REPUBLIKA.CO.ID, Dawam Rahardjo, lahir di Solo, Jawa Tengah, 20 April 1942, adalah seorang pengamat sosial ekonom Indonesia terkemuka. Ia mendapatkan gelar S-1 dari Fakultas Ekonomi UGM (1969). Dia sangat lama berkecimpung dalam dunia penelitian dan secara terus-menerus mengamati perkembangan masyarakat Indonesia.
Berbagai lembaga penelitian bergengsi, seperti LP3ES, lahir berkat tangan dinginnya. Gelar Guru Besar dalam bidang ekonomi diperolehnya dari Universitas Muhammadiyah Malang (UMM) pada 1993. Kini, dia menjabat sebagai ketua dewan direktur Lembaga Studi Agama dan Filsafat. Berikut wawancaranya dengan wartawan senior Republika, Muhammad Subarkah:
Kalau begitu, menurut Anda, pihak mana sih yang terus-menerus memupuk kebencian terhadap Islam politik?

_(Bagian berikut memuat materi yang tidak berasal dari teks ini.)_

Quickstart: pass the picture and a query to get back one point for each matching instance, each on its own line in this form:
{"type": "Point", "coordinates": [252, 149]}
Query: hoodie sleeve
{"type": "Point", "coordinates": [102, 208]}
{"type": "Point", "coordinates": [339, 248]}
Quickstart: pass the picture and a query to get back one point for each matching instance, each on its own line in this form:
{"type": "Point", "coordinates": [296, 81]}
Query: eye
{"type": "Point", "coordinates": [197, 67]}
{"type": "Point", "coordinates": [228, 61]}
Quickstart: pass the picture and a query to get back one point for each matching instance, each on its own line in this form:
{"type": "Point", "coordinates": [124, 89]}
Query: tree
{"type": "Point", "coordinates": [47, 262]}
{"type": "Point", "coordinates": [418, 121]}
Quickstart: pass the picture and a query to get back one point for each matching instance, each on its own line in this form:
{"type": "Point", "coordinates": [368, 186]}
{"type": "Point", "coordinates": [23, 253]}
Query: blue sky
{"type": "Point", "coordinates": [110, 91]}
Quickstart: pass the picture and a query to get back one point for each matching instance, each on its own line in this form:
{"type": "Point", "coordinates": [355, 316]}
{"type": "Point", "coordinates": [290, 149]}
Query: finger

Menurut saya, dibandingkan dulu kecurigaan terhadap Islam politik sudah jauh berkurang. Malah, saya melihat Islam poitik di Indonesia sudah maju dengan pesat. Ini ditandai ketika Islam politik di sini sudah menyerap dan makin dekat dengan kebangsaan.
Mereka juga sudah dekat dengan sosialisme dan modernisme. Sehingga, Islam politik kini punya kombinasi dari ketiga hal ini, yakni makin modernis, nasionalis, dan religius. Ini jelas sebuah kombinasi yang bagus. Jadi, ke depan harus diperkuat, bukan malah dihilangkan. Kalau sampai menghilangkan, itu jelas tindakan bodoh. Kalau ini dilakukan, maka bangsa ini akan memperoleh hal yang sebaliknya.
Apa risiko terbesar bila Islam politik dihilangkan selain meruaknya radikalisme?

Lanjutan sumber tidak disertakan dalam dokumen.